Daily Routine | An ESL Lesson Plan Complete With Games And Activities
In this ESL lesson plan, students will use the present simple tense to talk about daily routines and activities. Students will practice describing their daily routine while playing fun classroom games.
All the materials for the games and activities in this English lesson can be downloaded below.
For more ESL materials to teach about daily routines/activities that are not included in this lesson plan, check the section at the bottom of the page.
Materials for this lesson:
Daily Routine | An ESL Lesson Plan
Grammar and Expressions used in this lesson plan:
This lesson plan will focus on daily routines using the present simple tense. We use the present simple tense to talk about things we do regularly. When talking about daily routine, we use the present simple form of the verb.
- I (get up) at 8 o’clock.
- He/She (gets) up at 8 o’clock.
Introduction and Warm-up
Before introducing the keywords and expressions for the lesson, it is important to put the target language into context. A great way to do this when teaching daily routines is to ask the students about what they did before they came to school. Ask them what the first thing they did that day was.
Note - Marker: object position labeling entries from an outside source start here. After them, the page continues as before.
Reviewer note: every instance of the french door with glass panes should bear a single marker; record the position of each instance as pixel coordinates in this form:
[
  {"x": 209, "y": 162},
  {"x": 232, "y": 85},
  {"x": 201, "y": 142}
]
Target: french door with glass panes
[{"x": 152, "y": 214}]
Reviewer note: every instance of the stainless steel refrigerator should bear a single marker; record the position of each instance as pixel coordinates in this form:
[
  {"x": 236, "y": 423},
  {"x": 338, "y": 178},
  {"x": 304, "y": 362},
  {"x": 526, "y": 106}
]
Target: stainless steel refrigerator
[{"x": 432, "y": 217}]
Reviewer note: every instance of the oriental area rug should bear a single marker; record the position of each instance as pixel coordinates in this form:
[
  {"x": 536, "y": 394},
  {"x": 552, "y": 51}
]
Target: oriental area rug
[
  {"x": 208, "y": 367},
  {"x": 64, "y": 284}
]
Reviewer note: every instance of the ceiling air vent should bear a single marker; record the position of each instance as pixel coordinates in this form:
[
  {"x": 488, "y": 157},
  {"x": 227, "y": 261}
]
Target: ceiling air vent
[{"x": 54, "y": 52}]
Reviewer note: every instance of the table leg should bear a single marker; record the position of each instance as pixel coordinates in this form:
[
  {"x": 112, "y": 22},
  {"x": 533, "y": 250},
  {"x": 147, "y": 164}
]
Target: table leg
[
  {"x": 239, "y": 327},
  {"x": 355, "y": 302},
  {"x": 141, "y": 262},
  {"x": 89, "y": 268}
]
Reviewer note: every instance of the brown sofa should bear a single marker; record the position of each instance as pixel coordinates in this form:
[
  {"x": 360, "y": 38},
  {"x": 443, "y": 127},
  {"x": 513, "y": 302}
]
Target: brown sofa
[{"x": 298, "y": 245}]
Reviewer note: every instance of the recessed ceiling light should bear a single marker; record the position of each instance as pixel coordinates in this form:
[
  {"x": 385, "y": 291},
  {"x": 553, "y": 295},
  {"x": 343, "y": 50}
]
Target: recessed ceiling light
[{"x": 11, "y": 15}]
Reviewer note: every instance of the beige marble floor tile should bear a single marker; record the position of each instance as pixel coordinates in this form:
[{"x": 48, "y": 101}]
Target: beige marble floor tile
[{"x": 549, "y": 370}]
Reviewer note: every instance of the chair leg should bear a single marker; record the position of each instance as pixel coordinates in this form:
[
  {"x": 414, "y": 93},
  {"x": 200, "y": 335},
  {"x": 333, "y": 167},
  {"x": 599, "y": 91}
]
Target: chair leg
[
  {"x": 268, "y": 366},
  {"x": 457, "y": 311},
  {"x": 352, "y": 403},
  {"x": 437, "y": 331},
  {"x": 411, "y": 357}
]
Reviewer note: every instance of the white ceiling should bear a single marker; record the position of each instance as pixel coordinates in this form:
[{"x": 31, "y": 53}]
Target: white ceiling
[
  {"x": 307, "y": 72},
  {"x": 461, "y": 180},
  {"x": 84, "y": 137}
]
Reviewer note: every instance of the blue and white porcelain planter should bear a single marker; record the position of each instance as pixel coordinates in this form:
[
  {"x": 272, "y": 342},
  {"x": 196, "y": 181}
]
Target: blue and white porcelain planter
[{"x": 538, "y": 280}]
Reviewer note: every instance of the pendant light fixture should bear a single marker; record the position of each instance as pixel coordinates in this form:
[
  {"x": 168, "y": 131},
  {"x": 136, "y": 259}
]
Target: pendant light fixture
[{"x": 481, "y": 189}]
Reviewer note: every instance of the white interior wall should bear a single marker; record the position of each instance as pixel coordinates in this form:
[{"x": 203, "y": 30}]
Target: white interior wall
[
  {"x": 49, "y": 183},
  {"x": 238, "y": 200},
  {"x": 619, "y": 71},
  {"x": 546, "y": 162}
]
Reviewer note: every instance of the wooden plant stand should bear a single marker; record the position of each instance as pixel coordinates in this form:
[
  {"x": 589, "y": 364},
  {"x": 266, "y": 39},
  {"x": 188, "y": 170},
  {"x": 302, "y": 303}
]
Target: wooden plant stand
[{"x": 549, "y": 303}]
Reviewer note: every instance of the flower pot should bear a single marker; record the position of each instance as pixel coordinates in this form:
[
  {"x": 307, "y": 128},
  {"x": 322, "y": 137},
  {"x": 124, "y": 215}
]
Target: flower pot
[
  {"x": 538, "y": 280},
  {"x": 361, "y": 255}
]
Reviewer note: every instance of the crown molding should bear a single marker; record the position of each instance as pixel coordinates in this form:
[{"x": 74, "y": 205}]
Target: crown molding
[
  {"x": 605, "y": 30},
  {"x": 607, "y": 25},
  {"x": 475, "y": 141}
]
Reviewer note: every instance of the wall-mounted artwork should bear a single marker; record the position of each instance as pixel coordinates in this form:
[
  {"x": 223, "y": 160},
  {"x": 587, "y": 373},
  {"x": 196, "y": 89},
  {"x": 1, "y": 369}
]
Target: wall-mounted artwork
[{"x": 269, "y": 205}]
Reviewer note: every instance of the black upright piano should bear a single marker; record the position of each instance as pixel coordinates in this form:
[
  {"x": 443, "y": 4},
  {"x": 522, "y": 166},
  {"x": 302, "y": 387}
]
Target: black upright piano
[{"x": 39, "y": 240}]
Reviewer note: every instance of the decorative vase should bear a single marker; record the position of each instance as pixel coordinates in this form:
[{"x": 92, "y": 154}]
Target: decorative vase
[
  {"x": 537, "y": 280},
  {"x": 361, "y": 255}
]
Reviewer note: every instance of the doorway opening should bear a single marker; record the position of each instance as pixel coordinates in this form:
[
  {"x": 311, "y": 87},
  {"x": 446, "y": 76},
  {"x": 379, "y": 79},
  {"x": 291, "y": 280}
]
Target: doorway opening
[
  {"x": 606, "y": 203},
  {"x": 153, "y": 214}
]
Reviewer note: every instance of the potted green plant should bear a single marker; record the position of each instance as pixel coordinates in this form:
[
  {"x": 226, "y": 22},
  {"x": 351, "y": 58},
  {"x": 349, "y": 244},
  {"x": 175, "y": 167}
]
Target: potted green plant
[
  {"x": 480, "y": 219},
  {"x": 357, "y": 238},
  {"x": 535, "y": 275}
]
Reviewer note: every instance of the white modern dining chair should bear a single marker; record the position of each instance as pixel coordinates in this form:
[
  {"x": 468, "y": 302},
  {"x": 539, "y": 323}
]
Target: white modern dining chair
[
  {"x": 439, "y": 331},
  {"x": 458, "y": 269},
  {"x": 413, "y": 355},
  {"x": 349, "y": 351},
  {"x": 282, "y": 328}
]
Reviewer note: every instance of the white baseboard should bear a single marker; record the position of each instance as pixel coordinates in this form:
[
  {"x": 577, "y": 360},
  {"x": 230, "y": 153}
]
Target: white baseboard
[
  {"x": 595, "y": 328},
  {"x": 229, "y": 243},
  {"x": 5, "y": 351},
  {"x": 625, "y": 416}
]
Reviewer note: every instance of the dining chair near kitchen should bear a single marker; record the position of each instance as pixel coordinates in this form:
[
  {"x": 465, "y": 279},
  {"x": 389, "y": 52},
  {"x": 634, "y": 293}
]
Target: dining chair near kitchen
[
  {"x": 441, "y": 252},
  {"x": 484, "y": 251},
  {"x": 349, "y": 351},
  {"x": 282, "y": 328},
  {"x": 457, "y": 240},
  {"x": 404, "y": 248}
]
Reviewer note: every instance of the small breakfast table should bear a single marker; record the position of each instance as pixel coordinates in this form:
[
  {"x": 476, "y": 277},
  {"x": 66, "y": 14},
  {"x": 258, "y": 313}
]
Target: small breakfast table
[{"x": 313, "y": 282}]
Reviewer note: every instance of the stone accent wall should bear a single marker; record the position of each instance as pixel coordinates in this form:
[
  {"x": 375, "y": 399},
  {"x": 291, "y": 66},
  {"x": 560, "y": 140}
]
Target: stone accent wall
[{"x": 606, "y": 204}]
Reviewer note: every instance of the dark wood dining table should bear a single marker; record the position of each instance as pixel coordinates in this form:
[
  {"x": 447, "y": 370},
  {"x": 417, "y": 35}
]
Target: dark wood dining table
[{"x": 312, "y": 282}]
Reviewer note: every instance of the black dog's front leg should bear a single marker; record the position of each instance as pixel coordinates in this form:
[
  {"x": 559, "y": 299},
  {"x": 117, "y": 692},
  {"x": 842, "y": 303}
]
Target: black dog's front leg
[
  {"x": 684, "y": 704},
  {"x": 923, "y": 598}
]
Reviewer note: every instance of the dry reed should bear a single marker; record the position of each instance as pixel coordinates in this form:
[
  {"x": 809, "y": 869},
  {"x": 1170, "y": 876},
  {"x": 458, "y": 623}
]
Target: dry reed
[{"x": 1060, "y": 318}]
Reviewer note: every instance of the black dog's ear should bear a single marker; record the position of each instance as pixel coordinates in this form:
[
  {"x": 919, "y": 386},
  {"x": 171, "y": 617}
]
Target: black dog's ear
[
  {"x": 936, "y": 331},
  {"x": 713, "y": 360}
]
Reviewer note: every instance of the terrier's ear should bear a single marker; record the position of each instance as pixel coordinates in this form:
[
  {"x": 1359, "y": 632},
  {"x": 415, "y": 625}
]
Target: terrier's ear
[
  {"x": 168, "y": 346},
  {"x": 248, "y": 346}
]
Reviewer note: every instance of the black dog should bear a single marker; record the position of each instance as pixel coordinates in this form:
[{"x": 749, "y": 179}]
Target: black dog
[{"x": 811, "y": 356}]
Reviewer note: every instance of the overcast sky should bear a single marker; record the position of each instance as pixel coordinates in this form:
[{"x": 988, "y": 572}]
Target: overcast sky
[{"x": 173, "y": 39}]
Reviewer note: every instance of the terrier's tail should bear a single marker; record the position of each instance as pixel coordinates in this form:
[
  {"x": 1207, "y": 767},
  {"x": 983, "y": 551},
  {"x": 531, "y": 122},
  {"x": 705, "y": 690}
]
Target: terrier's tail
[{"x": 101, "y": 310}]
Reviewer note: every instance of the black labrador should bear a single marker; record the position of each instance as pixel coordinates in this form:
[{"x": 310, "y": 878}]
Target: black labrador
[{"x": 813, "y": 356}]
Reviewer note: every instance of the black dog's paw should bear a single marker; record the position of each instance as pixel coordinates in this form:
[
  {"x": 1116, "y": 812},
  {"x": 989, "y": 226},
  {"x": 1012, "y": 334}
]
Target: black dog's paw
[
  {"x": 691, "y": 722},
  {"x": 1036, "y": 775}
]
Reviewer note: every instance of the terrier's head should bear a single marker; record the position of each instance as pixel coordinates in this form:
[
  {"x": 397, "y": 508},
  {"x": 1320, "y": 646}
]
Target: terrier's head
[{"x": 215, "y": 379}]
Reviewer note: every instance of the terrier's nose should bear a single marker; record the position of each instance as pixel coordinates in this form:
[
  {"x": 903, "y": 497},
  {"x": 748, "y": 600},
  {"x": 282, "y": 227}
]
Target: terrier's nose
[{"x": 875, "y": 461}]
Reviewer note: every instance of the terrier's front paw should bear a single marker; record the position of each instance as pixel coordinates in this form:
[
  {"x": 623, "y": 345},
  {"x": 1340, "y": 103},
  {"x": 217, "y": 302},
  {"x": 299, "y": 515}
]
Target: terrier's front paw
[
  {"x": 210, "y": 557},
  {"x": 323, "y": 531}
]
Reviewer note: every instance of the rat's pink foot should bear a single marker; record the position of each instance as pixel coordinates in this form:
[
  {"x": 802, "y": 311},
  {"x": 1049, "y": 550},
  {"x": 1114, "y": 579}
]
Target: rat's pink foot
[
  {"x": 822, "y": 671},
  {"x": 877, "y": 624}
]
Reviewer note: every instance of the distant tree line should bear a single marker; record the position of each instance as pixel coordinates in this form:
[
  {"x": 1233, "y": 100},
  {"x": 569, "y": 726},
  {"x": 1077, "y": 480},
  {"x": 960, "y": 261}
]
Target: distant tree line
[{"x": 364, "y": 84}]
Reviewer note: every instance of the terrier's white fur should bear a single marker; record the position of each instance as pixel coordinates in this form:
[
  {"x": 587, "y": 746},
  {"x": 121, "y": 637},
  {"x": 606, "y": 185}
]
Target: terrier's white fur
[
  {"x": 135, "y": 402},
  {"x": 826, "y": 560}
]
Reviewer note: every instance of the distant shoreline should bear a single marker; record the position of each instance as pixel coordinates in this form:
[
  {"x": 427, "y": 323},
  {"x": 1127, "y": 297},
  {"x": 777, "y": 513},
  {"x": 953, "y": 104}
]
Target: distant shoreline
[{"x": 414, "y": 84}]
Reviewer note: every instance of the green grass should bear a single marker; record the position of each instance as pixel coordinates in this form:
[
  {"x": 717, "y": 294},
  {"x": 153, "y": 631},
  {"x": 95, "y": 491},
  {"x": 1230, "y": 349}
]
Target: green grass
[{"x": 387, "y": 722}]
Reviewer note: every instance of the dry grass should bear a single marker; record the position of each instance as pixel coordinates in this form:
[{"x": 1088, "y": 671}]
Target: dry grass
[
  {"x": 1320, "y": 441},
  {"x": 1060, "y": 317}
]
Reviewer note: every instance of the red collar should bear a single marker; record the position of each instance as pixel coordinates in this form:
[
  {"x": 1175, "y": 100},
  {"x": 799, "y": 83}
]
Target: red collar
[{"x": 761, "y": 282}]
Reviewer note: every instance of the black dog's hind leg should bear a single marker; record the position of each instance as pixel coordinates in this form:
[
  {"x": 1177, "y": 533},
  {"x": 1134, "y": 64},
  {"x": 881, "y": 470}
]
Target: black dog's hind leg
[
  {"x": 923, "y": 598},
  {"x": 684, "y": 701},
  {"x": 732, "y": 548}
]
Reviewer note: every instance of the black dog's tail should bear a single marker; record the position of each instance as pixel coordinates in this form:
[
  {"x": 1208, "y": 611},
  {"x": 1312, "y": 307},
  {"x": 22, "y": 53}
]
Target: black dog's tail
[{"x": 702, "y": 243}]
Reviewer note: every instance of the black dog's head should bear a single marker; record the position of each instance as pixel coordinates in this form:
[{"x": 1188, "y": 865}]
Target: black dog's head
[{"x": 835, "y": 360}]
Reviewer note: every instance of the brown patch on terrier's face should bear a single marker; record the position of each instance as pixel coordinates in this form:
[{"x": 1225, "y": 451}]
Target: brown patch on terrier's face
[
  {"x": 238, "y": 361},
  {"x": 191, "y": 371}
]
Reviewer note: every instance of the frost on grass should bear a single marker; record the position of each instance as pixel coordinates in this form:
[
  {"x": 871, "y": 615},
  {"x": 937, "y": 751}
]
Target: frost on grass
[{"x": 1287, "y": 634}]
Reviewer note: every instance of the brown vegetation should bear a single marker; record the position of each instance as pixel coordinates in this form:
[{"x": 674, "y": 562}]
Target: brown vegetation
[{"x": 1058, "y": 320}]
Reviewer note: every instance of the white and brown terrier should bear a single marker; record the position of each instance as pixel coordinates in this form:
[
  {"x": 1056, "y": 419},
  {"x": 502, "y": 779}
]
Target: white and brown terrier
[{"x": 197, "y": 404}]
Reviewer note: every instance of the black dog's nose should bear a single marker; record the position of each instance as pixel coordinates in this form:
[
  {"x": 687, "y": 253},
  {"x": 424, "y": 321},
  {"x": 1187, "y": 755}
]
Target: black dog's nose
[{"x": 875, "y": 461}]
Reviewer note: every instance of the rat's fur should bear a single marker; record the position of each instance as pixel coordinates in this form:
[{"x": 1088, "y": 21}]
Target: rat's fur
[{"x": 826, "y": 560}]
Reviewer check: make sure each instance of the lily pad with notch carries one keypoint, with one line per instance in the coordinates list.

Elicit from them that the first thing they did was ‘wake up’. Write this on the board, and ask students what they did next.
Once you have a few activities on the board, ask students which of those activities they do every day, and at what time they usually do them.
This should give students a clear idea that the lesson will be about activities they do regularly. That is, their daily routine.
Practice Key Words And Sentences
Using these daily activity flashcards, introduce the key phrases for the lesson. Ask students to repeat after you and practice many times. Once students have practiced the daily routine phrases, introduce the key expressions. For example,
- What time do you get up?
- I get up at 7 o’clock.
Once students have practiced enough, it’s time to play a fun guessing game and practice daily routine expressions.
Activity 1: Daily Routines Guessing Game
This video is one of Games4esl’s popular ‘Hidden Picture’ style games to practice making English sentences about daily activities.
To play, simply show the video in class. There are 10 pictures of daily activities hidden behind colored shapes. As the shapes slowly disappear, students must try to guess the daily routine in the picture. When students are ready to guess, they must answer using full sentences.
After each question, pause the video and ask students what time they do that activity. For example, after seeing the ‘get up’ picture, ask students what time they get up.
Activity 2: Daily Routines Board Game
This next activity is a printable board game about daily routines. Before class, print out this board game and prepare some dice. Give one dice and one board game to each pair of students. To start, students should place their eraser at the ‘Start’ square.
Next, one student should roll the dice and move their eraser. Then they should make a dialogue with their partner based on the picture in the square that they landed on.
For example, if they land on the ‘brush your teeth’ picture, they should ask their partner, “What time do you brush your teeth?” and their partner should answer.
Then, it is the other student’s turn to roll the dice. The aim of the game is to get to the star in the middle of the board game to win a point. The only way to get to the star is to land on squares in the middle (the ones with the arrows). After winning a point, that student then goes back to the start square.
Continue this game for 5 or 10 minutes, and the student with the most points at the end is the winner.
Activity 3: Daily Routine Speaking Game
In this speaking activity, students will talk about their daily routine while progressing through 4 different levels. To begin, explain to students that the four corners of the classroom are 4 different levels. Level 1, 2, 3, and 4.
Next, assign a daily activity to each of the levels. For example, level 1 = get up, level 2 = have breakfast, level 3 = go to school, and level 4 = go to bed.
All students will start at level 1 (get up) and find a partner. Then with this partner, they should ask and answer, “What time do you get up?”. Students should make their own answers.
After the dialogue, students should play rock, scissors, paper. The winning students then advance to level 2 (have breakfast), and the losing students should stay at level 1.
Next, students at level 2 should meet another student at level 2, and students at level 1 should meet another student at level 1. Again they should make a dialogue, then play rock, scissors, paper, and then advance to the next level if they win.
When a student has advanced through all 4 levels, that student gets a point (or sticker) and begins again at level 1. After 5 or 10 minutes, the student with the most points (stickers) is the winner.
Review Activity – Ball Toss
Before finishing the lesson, review the keywords and expressions that students learned. A great way to do this is to elicit a daily activity from the students. Then tell students to ask their partner what time they do that activity.
Next, toss a soft ball to one of the students. That student should tell the class what time their partner does that activity. Then that student can toss the ball to another student in the class to answer the question. Repeat with other daily activities to review what they have learned during the lesson.